Alhandra wished she could spread her arms and detect evil, but she didn't think she could make any gesture without forcing the archer to let the arrow fly. She also worried that her compatriot might accomplish the same result by charging the woodsman in his verdant garb. Before she could think of what to say, she was surprised by the articulate words uttered by her companion.
"Pelor's blessings upon you," intoned the priest. "We have no wish to bring trouble. Indeed, we were sent here by the gods."
"We've had enough supernatural infestations," grumbled the archer. "We need no more."
"Perhaps," responded the cleric, "you don't know what you need. Pelor's providence oft exceeds our comprehension. His magnanimous provision oft exceeds our knowledge of our own danger."
"Tell that to your dead brothers," asserted the stranger in green.
Alhandra listened with amazement as the young cleric who seemed so tongue-tied in their debates along the trail was suddenly transformed into a font of eloquence.
"I may well do that," suggested the cleric. "Since death is never the final chapter for one who serves the lord of life, I may well have that opportunity. We have no wish to compound your troubles, but Pelor has chosen me for this quest and my companion has been commissioned by Heironeous. We dare not ignore the will of the gods, even should you riddle us with arrows." The cleric paused for a moment and apparently decided that a closing word of praise might not be amiss. "Judging from the perfect fletching of that arrow and the straightness of that shaft, I've no doubt you rarely miss."
"Well-spoken," the archer conceded. "The truth is that I'm just a hunter and I have no real authority in the town, but as Pelor is my witness, I vow that if I find you've caused more heartbreak in Pergue than we've already faced, I will turn your corpses into porcupines with these arrows."
"And does Pergue always show such hospitality?" responded Alhandra. "Perhaps your ill-manners are the cause of your heartbreak!"
Obviously fearing an unnecessary battle, Jozan interposed his timing influence once more. "Please pardon my companion," he pleaded, "I fear she sees all of life in light and darkness without a place for dawn or dusk. Your threat appears to her as rudeness and she cannot sense the pain beneath your hostility. I assure you that we will not add to your misery."

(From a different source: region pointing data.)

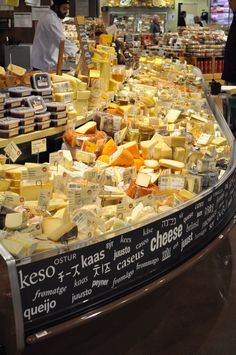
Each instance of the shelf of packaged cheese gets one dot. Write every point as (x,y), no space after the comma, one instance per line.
(24,138)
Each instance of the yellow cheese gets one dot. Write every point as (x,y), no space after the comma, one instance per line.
(143,179)
(175,141)
(83,95)
(55,228)
(147,148)
(16,70)
(219,141)
(4,184)
(31,191)
(187,195)
(153,164)
(171,164)
(132,147)
(85,157)
(179,154)
(173,115)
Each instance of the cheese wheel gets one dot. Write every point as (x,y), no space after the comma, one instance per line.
(89,127)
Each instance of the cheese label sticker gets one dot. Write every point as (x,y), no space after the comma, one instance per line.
(12,151)
(12,200)
(44,197)
(38,174)
(39,146)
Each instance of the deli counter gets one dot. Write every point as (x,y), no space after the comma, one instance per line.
(127,292)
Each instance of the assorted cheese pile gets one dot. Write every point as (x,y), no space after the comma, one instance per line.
(143,155)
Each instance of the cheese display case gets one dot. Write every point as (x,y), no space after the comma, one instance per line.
(133,194)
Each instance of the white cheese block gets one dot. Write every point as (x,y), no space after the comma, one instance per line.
(143,179)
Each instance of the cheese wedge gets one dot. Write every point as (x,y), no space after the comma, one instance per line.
(171,164)
(88,128)
(175,141)
(4,184)
(109,148)
(179,154)
(122,157)
(132,147)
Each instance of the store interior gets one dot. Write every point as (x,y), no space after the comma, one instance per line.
(117,178)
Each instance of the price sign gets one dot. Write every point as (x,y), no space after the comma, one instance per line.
(39,146)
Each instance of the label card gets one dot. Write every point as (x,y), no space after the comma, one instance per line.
(12,151)
(39,146)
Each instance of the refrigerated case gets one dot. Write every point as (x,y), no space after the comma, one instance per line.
(74,297)
(220,13)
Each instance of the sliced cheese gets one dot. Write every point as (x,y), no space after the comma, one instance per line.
(132,147)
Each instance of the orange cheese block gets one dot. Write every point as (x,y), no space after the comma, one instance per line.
(132,147)
(122,157)
(104,159)
(138,163)
(89,127)
(109,148)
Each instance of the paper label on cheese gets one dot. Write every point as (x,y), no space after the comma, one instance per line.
(124,209)
(12,200)
(39,146)
(44,198)
(12,151)
(120,136)
(54,158)
(204,139)
(37,173)
(171,182)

"You had best not," he countered firmly. Turning to Jozan, the hunter uttered his first civil remark. "You are right about the arrows, good brother" he said, replacing the arrow in his quiver. "They are my own work and they fetch the highest price in the kingdom. Even a mediocre shot rarely misses with these." So speaking, he melted into the woods as quickly as he had emerged from them.
Alhandra turned to the cleric and scowled at him with annoyance. "Dusk and dawn, indeed! Where do you get such drivel?"

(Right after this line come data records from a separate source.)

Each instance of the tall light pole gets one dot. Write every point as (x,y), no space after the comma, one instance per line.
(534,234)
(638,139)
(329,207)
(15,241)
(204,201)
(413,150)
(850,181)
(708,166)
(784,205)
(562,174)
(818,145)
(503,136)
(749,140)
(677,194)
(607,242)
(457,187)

"Observation, Alhandra," replied the cleric, "observation."
"I still say it's drivel," responded Alhandra with only a bit of the annoyance leaving her voice. "But at least you were right about one thing. It was too quiet."
She hid her amusement and turned to follow Jozan into Pergue.
The cleric led the way and surely heard her muttering behind him, "It's hard to believe you have difficulty with language. You certainly weren't at a loss for words back there."